Take a moment to reread that and let its absurdity set in. Personally, I cannot see how extending marriage equality to more citizens in the United States undermines the best interest of the country, a country founded on the principles of equality and right to the pursuit of happiness. If anything, it helps to United States strive to be the country it promises to be: free and equal for all. Eventually Democratic Minority Leader Nancy Pelosi had the last laugh when a reporter asked for her thoughts on Bachmann’s message to which she responded with an eye roll and a frank, “Who cares?” Because, really, on a day when history is made, who does?
Other Republican leaders have taken a far more liberal approach—no pun intended—to addressing their disappointment. John Boehner, the Republican Speaker of the House who spent millions advocating against same-sex marriage, expressed disappointment, but recognized the system of checks and balances that gives the Supreme Court the final say in such decisions.
Similarly, Republican Senator John Cornyn from Texas and House Majority Leader Eric Cantor, of Virginia, expressed hope that the states will define marriage in the most conservative fashion, but also acknowledged the Supreme Court’s power.
“Like it or not, the Supreme Court is the final word on constitutional matters,” Cornyn said in an interview with CNN.
For the most part, Republican leaders have kept quiet about the recent developments in same-sex equality, and I can’t help but wonder if their silence speaks louder than words.
Organizations such as the American Family Association have also issued remarks deriding the Supreme Court’s decision: “Now, we must warn against … and change the thoughts and convictions of Americans to accept this lifestyle as the new normal,” Tim Wildmon, the organization’s president, said.
Interestingly, NBC aired a new family comedy sitcom called “The New Normal” in 2012 which featured a family supported by two gay fathers.

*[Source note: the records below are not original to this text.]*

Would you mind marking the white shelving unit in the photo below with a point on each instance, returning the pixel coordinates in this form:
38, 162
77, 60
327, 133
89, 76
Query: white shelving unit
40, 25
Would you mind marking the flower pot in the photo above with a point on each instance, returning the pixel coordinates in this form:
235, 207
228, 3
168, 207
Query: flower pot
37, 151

Other popular series such as “Modern Family,” “Glee,” “30 Rock,” and “House of Lies” all feature LGBT characters and rank among the most well-loved and critically acclaimed shows in television history.
Infamous for racial and homophobic slurs among other appalling activity, the Westboro Baptist Church of Topeka, Kansas has posted several tweets using hashtags such as #FagsRuleAmerica, #AmericaIsDoomed and #FoolishMortals as well as posts referring to the Supreme Court Justices as “black-robed and black-hearted”—yet another inappropriate and offensive reaction to the ruling.

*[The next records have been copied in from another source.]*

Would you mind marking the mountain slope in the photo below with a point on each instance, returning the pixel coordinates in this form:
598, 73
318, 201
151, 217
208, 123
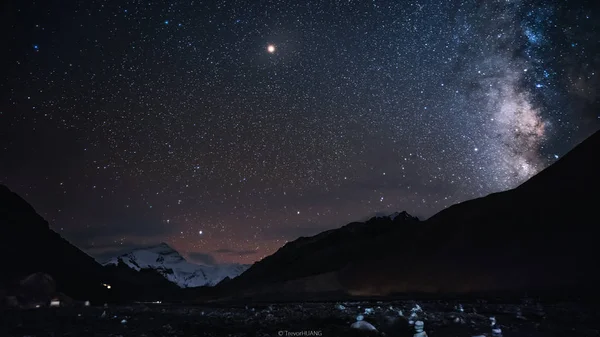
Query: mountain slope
312, 259
174, 267
29, 245
538, 235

On the road to full marriage equality, I recognize that not everyone will agree on same-sex marriage. I have family members who have a very traditional and conservative view on marriage, and as a journalist and human being I have to respect that. While I do not agree with their opinions, I understand that they, too, do not agree with my beliefs and we handle our disagreements politely and respectfully, with only the occasional heated debate. However, groups like the Westboro Baptist Church seem to blaze their trails without any consideration for who might be maimed by their unnecessarily crude language and crass protesting methods. Even in disagreement, there is a line of respect that should not be crossed, yet groups like the Westboro Baptist Church have already run a marathon past that point.
All said and done, this was expected. With every decision comes its supporters but also those who wish that any one justice had voted the other way to sway the tight 5-4 decision. However close, the victory is a victory none the less for the entire LGBT community and is a monumental step in the fight for equality.